I fully aware it is a really bad way to answer that, and I don't want to downplay the negative experiences that others have had with the published material. I feel stupid because when I think about it, a lot of you are getting a different answer but I get the same for both situations. (It doesn't help that how i think is with equations and I am really bad with emotional connections)

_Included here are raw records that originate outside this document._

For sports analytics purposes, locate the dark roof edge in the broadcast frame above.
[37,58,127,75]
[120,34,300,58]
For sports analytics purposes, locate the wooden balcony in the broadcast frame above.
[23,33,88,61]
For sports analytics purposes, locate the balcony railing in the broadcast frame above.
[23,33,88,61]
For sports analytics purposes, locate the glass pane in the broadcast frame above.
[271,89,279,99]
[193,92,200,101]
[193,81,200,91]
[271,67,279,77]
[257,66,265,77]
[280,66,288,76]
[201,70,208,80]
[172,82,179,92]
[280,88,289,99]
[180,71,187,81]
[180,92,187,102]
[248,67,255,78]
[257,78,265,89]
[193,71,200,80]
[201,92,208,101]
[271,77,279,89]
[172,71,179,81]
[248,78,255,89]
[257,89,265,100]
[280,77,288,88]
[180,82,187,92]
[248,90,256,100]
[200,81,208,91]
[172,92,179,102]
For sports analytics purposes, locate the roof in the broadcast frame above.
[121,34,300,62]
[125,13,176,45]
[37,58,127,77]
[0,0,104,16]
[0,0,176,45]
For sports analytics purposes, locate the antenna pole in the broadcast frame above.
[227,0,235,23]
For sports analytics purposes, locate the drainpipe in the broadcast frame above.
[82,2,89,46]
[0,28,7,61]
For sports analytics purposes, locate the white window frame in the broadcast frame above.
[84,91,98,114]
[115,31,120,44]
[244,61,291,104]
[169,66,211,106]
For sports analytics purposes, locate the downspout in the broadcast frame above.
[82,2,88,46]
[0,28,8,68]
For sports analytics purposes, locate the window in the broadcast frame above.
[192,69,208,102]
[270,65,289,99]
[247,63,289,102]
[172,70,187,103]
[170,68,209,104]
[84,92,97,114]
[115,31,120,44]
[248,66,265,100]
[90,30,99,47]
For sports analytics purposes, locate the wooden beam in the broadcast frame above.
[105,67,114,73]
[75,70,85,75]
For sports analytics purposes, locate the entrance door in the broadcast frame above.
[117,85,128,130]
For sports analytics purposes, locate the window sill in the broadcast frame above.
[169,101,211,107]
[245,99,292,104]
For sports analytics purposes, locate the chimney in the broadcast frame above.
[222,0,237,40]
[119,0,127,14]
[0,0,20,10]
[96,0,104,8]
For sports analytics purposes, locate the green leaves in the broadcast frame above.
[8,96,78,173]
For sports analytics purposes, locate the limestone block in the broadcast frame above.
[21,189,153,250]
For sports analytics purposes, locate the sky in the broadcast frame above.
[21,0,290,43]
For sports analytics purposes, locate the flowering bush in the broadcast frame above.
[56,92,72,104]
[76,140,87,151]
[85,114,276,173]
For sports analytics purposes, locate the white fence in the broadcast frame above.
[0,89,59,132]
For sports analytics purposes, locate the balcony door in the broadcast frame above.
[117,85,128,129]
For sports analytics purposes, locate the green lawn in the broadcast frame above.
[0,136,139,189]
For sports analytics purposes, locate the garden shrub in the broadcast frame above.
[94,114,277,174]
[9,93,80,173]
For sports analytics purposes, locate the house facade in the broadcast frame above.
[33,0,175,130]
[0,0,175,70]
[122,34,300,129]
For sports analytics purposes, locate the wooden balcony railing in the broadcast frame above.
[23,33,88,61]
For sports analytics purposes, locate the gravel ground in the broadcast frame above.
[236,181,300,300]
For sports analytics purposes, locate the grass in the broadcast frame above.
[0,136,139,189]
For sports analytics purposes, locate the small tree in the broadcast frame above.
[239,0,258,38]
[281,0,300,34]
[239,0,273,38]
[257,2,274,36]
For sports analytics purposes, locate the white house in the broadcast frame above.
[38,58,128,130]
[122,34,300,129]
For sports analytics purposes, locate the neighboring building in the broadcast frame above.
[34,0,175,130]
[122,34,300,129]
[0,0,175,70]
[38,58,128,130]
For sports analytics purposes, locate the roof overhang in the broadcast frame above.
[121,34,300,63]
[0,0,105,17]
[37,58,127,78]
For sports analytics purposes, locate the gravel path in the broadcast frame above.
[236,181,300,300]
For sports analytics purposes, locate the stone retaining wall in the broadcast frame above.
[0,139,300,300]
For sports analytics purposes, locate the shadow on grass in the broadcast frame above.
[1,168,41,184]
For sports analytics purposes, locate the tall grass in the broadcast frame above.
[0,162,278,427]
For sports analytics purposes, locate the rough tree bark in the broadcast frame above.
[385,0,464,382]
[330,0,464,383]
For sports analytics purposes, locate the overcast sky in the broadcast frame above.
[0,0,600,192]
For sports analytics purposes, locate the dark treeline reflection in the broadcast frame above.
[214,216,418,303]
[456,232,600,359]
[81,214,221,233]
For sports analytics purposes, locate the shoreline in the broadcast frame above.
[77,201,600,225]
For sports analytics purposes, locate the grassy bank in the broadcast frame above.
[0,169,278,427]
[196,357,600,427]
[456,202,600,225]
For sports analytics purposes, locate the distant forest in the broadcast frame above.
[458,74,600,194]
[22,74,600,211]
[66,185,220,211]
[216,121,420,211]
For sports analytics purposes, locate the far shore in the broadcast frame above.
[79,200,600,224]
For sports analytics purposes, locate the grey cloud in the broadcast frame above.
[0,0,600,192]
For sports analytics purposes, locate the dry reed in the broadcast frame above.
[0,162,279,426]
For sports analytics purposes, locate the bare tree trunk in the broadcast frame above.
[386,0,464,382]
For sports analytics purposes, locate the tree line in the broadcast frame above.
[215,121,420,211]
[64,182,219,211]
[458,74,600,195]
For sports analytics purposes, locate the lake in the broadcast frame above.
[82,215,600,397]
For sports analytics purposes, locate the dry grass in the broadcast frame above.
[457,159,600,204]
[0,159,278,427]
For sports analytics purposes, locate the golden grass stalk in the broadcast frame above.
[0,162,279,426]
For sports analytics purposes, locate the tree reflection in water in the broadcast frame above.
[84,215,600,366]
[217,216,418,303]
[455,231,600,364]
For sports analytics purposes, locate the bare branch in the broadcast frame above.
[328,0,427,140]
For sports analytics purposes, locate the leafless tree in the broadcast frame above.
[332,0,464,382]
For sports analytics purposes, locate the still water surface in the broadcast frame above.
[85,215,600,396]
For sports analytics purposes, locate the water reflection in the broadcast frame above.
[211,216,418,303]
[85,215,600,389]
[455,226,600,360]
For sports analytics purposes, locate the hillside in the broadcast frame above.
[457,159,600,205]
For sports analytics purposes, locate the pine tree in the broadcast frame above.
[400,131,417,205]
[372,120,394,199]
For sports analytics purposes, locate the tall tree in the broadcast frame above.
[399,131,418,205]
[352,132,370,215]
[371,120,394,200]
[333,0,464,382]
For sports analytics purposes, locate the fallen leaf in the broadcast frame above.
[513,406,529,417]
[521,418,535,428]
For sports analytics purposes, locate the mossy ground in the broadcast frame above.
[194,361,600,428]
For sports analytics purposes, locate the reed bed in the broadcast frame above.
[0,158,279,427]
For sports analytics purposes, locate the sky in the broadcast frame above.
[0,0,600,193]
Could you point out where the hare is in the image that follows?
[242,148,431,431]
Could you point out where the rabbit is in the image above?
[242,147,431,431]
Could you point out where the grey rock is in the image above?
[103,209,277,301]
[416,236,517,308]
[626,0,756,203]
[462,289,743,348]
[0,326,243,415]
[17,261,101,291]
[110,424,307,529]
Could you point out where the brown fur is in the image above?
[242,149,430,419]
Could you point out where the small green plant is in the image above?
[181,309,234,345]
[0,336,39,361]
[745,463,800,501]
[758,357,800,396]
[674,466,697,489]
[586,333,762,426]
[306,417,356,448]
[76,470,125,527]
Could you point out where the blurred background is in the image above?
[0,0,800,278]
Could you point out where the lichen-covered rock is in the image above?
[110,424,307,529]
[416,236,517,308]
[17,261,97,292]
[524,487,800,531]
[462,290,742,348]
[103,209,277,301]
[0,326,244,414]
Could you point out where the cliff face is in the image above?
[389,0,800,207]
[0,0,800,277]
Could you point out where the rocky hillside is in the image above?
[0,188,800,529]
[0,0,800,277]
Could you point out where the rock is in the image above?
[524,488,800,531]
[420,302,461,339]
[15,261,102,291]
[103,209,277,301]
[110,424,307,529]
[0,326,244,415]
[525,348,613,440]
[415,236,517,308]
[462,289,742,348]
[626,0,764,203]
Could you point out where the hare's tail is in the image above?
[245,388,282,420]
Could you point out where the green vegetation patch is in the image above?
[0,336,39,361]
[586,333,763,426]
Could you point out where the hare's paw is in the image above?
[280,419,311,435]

To anser your question: nothing.
Nothing is stopping the people in this thread from playing the D&D we want to play. We're invested. We're hooked. We're the sure bet. We're all hundreds of dollars in and gonna keep going because we're heavily engaged with the hobby on multiple levels. Frankly, Wizards doesn't give a shit about us. It knows it'll keep us unless it cocks up in spectacular style a'la 4e, and it also knows it can't really do anything to us. The triple-plus digit post DDB forum user is generally very, very well informed on the game and has thoroughly internalized the knowledge that we can do whatever we like. Wizards could've announced that all drow were now Tiny bright pink Tinkerbells that spent their lives delivering coal to naughty children and outside of the forum outrage, nobody here would really care. We'd just shrug, keep going in our games, and let Wizards do whatever damnfool thing the Good Idea Fairy has instigated next. They can't muck with our games, we're way past the point where we give a shit what Wizards says about lore.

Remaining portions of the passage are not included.